Summer in the '60s: When being totally square was still cool [Video]
I don't know if it's because I finally got around to reading Andrew Loog Oldham's memoir, "Stoned," or because so many of my friends on Facebook -- hey, my real friends -- have been putting up these wonderful video clips of bands from the British Invasion, but I thought it was time to celebrate summer by reveling in the sound and style of the '60s. (I'll be posting videos that capture the pop spirit of the time, so if you have any suggestions, feel free to share.) There's no better place to start than this clip of Peter & Gordon crooning their biggest hit, "World Without Love," which topped the U.S. charts in the summer of 1964.
There's all sorts of mythology surrounding the song, which was written by Paul McCartney and apparently rejected, first by John Lennon, who thought it too squishy for the Beatles, and then by Billy J. Kramer, a pop star of the time, even though nearly all of his hits were songs given to him by Lennon and McCartney. That's how it ended up in the hands of Gordon Waller and Peter Asher -- Asher being the brother of Jane Asher, who was McCartney's main squeeze at the time.

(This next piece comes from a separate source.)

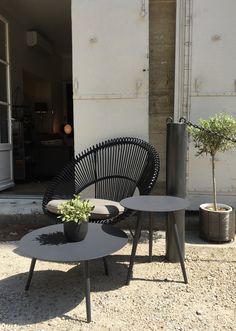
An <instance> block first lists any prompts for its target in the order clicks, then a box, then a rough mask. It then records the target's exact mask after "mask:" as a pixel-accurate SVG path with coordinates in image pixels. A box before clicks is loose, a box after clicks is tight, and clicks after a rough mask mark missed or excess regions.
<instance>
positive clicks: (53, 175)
mask: <svg viewBox="0 0 236 331" xmlns="http://www.w3.org/2000/svg"><path fill="white" fill-rule="evenodd" d="M55 8H57V10H55ZM0 15H2V16H4V18H5V19H6V20H7V22H8V24H9V28H10V29H9V31H10V33H9V54H10V62H11V72H10V85H11V94H10V96H9V100H8V103H9V104H10V105H11V132H10V135H11V143H12V165H13V181H14V184H15V185H14V186H12V187H10V188H7V189H6V190H3V191H1V192H0V197H3V196H7V195H14V194H17V195H35V194H38V195H42V194H43V193H44V192H45V190H46V187H47V185H48V183H49V181H50V180H51V178H52V177H54V176H55V175H56V174H57V173H58V171H60V169H61V168H63V166H64V165H65V164H66V163H67V162H68V161H69V160H71V159H72V157H73V155H74V139H73V136H74V135H73V101H72V44H71V3H70V1H69V0H61V1H60V2H58V1H57V0H51V1H46V0H43V1H40V2H38V3H37V4H36V5H35V6H32V4H31V1H30V0H25V1H24V3H21V4H19V2H18V1H17V0H10V1H9V0H3V1H1V4H0Z"/></svg>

If you check out the close-up of Asher at about the 35-second mark, you'll see that it's all too clear who was the inspiration (red hair, nerdy glasses, bad teeth) for Mike Myers' "Austin Powers." But for my money, the most '60-ish parts of the clip are the bizarre art sculptures that turn up in the background (and often the foreground) of the shots, looking like they were hastily borrowed from some gallery down the street from the studio.
The duo has zero charisma -- their one big theatrical move is to stand up and walk around in a circle in the middle of the song. But it's a lovely song, which in its simplicity serves as a reminder of how much McCartney remained under the influence of Buddy Holly throughout the early days of his career. In fact, maybe that's who Asher got his glasses from!